ORIGINAL FRENCH ARTICLE: Nakba: at least 20 demonstrators gunned down by Israeli armed forces
by Monde - le 15 Mai 2011
Translated Friday 27 May 2011, by Derek Hansonand reviewed by
On Sunday 15th May, Israeli troops opened fire on crowds who were demonstrating on the frontiers between the Gaza strip, the Lebanon and Syria on the occupied Golan Heights. At least 12 people died. This took place during rallies held in remembrance of the 63rd anniversary of ‘Nakba’, which, in the eyes of the Palestinians, represents the ‘catastrophic’ creation of the state of Israel in 1948.
The worst incidents occurred on the Golan Heights, the Syrian plateau annexed by Israel. According to the Israeli army, thousands of demonstrators were amassed close to the frontier. At least six people were killed and many more wounded. According to Israeli commanders, two demonstrators died on the Israeli side and information received suggested that there were at least four deaths on the Syrian side.
The demonstrators were probably Palestinians living in Syrian refugee camps. One man who crossed the border, questioned by Israeli television’s Channel 2, was said to come from the refugee camp at Yarmouk, insisting that he was a Palestinian from Nazareth.
Pictures taken by a local resident of Majdal Shams on the Golan Heights, said to be of pro-Palestinian demonstrations in the streets of the village, were also shown on the channel.
Israel has occupied the Golan Heights since the Arab-Israeli war in 1967. Syria would very much like to reclaim this territory; Damascus demands that it must be included in any peace agreement drawn up with Israel. In spite of the hostility between the two countries, the frontier has remained relatively calm since the war of 1973.
In Maroun el-Rass on the Lebanese border, forty kilometres west of the conflict on the Golan Heights, at least four people met their deaths according to two Lebanese security chiefs. Brigade General Yoav Mordechai, spokesman for the Israeli army, stated that Israeli soldiers opened fire on demonstrators who were vandalising the frontier post. Palestinian refugees had arrived at the village in cars decorated with posters proclaiming ‘We’re coming back’. Many of them came from the 12 Palestinian refugee camps in the Lebanon, which house approximately 400,000 people.
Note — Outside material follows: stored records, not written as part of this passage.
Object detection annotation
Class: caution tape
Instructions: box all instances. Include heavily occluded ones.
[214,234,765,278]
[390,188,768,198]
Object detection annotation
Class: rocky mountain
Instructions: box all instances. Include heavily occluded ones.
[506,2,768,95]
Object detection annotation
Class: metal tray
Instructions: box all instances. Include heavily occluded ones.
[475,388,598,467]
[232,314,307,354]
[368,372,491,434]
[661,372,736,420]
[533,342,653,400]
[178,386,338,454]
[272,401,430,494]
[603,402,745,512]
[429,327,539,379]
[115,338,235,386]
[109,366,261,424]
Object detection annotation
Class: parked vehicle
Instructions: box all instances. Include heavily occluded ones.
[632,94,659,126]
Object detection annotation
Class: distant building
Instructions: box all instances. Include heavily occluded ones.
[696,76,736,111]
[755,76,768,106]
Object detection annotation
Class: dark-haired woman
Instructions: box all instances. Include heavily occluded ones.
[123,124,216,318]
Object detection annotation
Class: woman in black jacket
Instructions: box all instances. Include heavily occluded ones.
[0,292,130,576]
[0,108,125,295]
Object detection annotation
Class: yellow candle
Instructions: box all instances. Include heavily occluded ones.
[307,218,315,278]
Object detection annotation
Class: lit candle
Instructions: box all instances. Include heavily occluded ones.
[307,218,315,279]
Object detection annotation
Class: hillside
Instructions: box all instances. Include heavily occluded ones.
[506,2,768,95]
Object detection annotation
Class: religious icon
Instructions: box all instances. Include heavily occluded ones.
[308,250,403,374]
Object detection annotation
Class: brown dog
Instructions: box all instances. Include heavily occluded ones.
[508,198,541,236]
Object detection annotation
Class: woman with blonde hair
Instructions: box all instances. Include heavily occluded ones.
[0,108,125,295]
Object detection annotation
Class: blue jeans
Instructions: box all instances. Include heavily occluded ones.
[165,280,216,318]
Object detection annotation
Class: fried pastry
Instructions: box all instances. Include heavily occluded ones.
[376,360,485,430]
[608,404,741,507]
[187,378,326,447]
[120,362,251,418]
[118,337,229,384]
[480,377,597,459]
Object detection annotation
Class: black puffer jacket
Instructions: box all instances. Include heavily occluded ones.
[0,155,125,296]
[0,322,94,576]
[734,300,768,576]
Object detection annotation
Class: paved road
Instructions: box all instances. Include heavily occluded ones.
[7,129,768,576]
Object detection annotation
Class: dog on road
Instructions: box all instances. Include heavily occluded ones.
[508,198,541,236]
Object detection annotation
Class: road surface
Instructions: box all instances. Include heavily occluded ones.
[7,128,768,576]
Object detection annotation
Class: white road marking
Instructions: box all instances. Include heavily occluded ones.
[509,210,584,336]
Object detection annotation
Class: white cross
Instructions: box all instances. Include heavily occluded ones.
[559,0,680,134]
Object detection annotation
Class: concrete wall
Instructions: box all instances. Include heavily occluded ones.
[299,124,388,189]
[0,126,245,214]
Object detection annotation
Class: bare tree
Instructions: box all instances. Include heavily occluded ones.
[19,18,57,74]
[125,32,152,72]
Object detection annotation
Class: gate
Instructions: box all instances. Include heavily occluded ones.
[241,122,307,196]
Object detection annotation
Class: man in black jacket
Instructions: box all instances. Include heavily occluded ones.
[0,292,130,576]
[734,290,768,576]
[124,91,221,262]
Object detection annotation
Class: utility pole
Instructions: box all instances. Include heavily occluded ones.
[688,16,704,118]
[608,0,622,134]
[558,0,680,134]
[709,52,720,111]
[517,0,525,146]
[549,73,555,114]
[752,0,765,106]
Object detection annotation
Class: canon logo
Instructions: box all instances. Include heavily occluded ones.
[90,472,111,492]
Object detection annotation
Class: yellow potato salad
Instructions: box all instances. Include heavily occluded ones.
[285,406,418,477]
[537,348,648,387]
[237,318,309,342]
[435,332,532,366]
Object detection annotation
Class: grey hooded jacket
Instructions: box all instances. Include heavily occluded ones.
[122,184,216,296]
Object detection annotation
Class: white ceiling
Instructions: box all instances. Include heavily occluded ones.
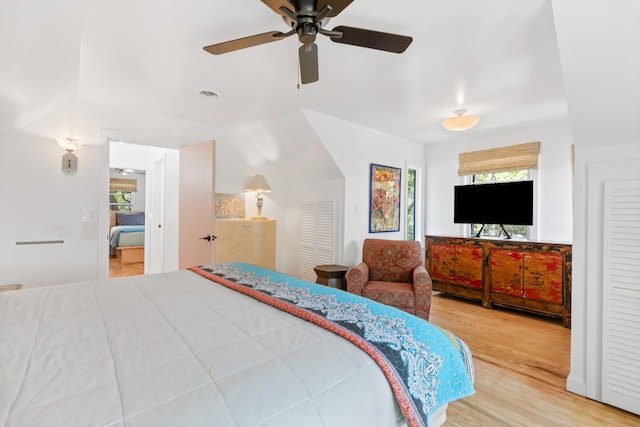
[0,0,567,142]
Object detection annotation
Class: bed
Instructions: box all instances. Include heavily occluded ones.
[0,263,474,427]
[109,211,145,264]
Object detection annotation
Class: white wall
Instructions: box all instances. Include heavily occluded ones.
[567,142,640,400]
[425,121,573,242]
[0,101,232,286]
[305,111,426,265]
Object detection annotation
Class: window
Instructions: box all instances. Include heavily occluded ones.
[109,178,138,212]
[471,169,529,238]
[458,142,540,238]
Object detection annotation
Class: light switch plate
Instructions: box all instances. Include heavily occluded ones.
[82,209,98,222]
[58,222,71,236]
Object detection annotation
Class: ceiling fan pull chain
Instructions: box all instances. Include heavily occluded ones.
[296,42,300,90]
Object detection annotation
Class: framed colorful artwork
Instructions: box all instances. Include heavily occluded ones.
[215,193,244,218]
[369,163,402,233]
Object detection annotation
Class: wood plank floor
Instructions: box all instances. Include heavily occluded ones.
[429,295,640,427]
[109,257,144,279]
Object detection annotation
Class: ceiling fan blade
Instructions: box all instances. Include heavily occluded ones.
[318,0,353,18]
[298,43,318,85]
[203,31,285,55]
[331,26,413,53]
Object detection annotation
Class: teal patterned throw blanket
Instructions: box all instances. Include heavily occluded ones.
[191,263,474,426]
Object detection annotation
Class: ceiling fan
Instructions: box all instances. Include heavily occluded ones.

In the Gaza Strip two people died and about forty others were wounded during a demonstration near the Israeli frontier, according to Palestinian relief workers.
Demonstrations also took place on the West Bank. In a refugee camp close to Jerusalem, soldiers used teargas to disperse groups of stone- throwing individuals.
In Israel itself, the police were placed on a state of high alert.
On the West Bank, Palestinian Authority Prime Minister, Salam Fayyad, announced that Palestinians were hoping that 2011 would be the year of ‘freedom’ and ‘independence’. In Hamas controlled Gaza Strip, his opposite number Ismail Haniyeh, speaking in front of thousands of Palestinians, forecast that Palestinians who were commemorating this day had ‘high hopes of putting an end to the Zionist project in Palestine’.
The Palestinians were commemorating ‘Nakba’, the ‘catastrophe’, which for them represents the founding of the state of Israel on 15th May, 1948 and which had lead to the exodus of hundreds of thousands of Palestinians. The fate of millions of refugees and their descendants leaves one of the key questions in the Israeli-Palestinian peace process in a state of impasse.
On Facebook and other social networking sites, militants appealed to Palestinians and their supporters in other countries to demonstrate on the Israeli frontiers.
In anticipation of this event, the Egyptian army set up at least 15 roadblocks, guarded by tanks and armoured cars along the length of the route between El-Arish and the crossing point between Rafah and the Gaza Strip. Soldiers turned back anyone not resident in this sector.